這就象是一個訊號,很快,扭曲的鋼筋、破碎的玻璃都開始“嗡嗡’的發出了低鳴,它們掙脫了重力的束縛,從廢墟之中騰空而起,巨大的混凝土旋轉著飛起,伴隨著重新直立起來的大廈,那邊緣的裂縫也被無形的力量縫合了起來,石頭碎屑精準的找到了缺失的地方填補了進去,而鋼筋也在刺耳的聲音中被掰直,滿天晶瑩的玻璃碎片從四面八方飛來,象是拼圖般回到了窗框上。
整個城市都籠罩在時空聖殿傾瀉而下的銀光之中,肉眼所見的一切都在進行著一場規模宏大且精密的復原演出。
陷入死寂的城市重新變得熱鬧了起來,只是在這熱鬧的景象中卻沒有任何人,或者說,目前殘存在魔都內的眾人都在以一種難以言喻的情緒觀看著這壯觀的景象。

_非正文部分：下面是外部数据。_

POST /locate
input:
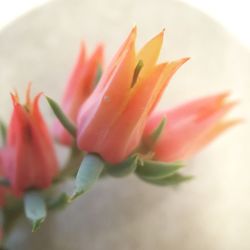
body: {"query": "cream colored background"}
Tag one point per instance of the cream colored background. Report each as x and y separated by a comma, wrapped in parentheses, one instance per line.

時間之力被再一次具象化了,而這一次,眾人所感覺到的則更加真切。
除了常磊和唐草以及宿思瑤之外,其他人都沒有時間被暫停的那段記憶,所以她們也是第一次以旁觀者的視角觀看著這一切。
站在這種景象之中,她們可以深刻的體會到那源於靈魂深處的震撼,而在城市的一片熱鬧景象之中,唐子君那龐大的身軀也逐漸化作點點光芒驟然縮小了下去。
解除了變身,倒轉的氣流拂動著唐子君的頭髮,他低頭望向手心,只見在一片星光之中,一張幽藍色的卡牌靜靜的躺在他的指尖。
卡牌整體由某種科技金屬製作,在卡面上,印著一個分別有著老者、中年、少年三個人頭的詭異存在這是由時空之神的核心所化,也是對方的本源力量。
只有這股力量,才能夠喚醒時空聖殿。
“現在是行將就木的老者,過去是記憶裡的中年人,而未來則是屬於少年嗎,這還真是”
目光打量著手中的卡牌,唐子君嘴角微微翹了一下。